Interactive tabular RL in four rooms

Fill in the update rules for model-free Q-learning, Dyna-Q, and hindsight experience replay. Then watch how the agent's values, policy, and learning curve change inside a classic four-rooms gridworld.

The world is an 11 by 11 four-rooms task: two long interior walls split the map into four regions, and each wall segment has a single doorway. The agent starts in the upper-left room and tries to reach a goal in the lower-right room. The fastest policies have to discover the doorways and then propagate value backward through them.

Why this example?

Four rooms is just large enough to make exploration and representation visible. A good value function has structure: states near useful doorways become valuable before the whole map looks solved.

What to watch

Use the value heatmap for learned expectations, the policy arrows for the greedy route, visits for exploration coverage, and the return chart for learning speed. A working update should make all four tell the same story.

The comparison

Q-learning learns only from real steps, Dyna-Q also learns from imagined model rollouts, and HER turns failed trajectories into useful goal-conditioned practice.

Part 1

Model-free Q-learning

Start with the one-step temporal-difference update.
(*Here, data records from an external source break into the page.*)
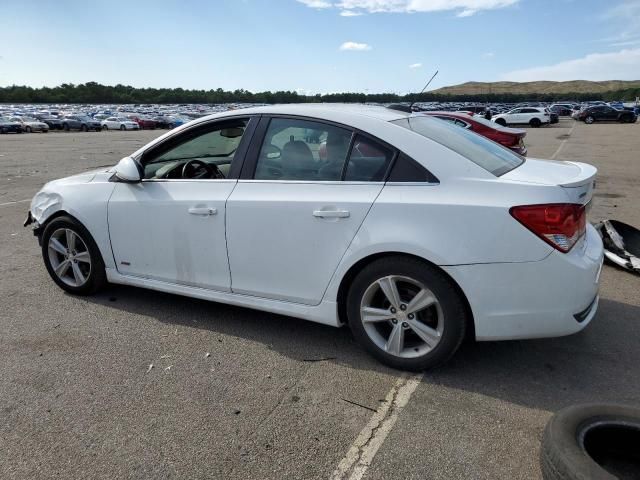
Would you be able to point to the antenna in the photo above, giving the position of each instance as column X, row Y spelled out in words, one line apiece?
column 425, row 87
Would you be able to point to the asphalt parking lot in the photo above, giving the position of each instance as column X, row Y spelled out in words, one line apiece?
column 235, row 393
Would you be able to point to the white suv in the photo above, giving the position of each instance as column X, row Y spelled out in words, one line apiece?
column 534, row 116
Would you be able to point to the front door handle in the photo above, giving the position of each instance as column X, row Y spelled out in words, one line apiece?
column 331, row 213
column 205, row 211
At first, the value heatmap is mostly flat. As successful episodes occur, positive value should spread backward from the goal through the doorway sequence. The greedy-policy view should eventually point toward a route through the four rooms.

Big idea: model-free learning is simple and honest. It only changes a value after the agent actually experiences a transition, so credit assignment moves one step at a time.

Part 2

Dyna-Q planning

Dyna-Q stores a tiny tabular model of experienced transitions, then replays imagined transitions after each real step. With planning turned up, learning should become noticeably steeper because the agent can update old states without physically revisiting them.

Big idea: if the world dynamics are reusable, memory can become practice. After the agent has seen a doorway once, planning can keep propagating that information through previously visited states.

Part 3

Hindsight experience replay

HER treats the state actually reached at the end of an episode as if it had been the intended goal. In the visit heatmap, failed wandering can still become useful training data; in the value view, the agent learns a goal-conditioned table for multiple possible outcomes.

Big idea: failure can still be data. HER asks, "What goal did this trajectory accidentally solve?" and uses that relabeled goal to train a more flexible representation.

Comparison lab

Compare and customize

Switch between all three algorithms, tune exploration and planning, move the start or goal, and edit the four-rooms walls. The chart keeps separate curves for each method so you can compare how quickly each one adapts under the same arrangement.

Try training each method for the same number of episodes, then shift the goal. Q-learning should need fresh real experience, Dyna-Q can reuse its transition model, and HER should expose how goal-conditioned values differ from a single-goal value table.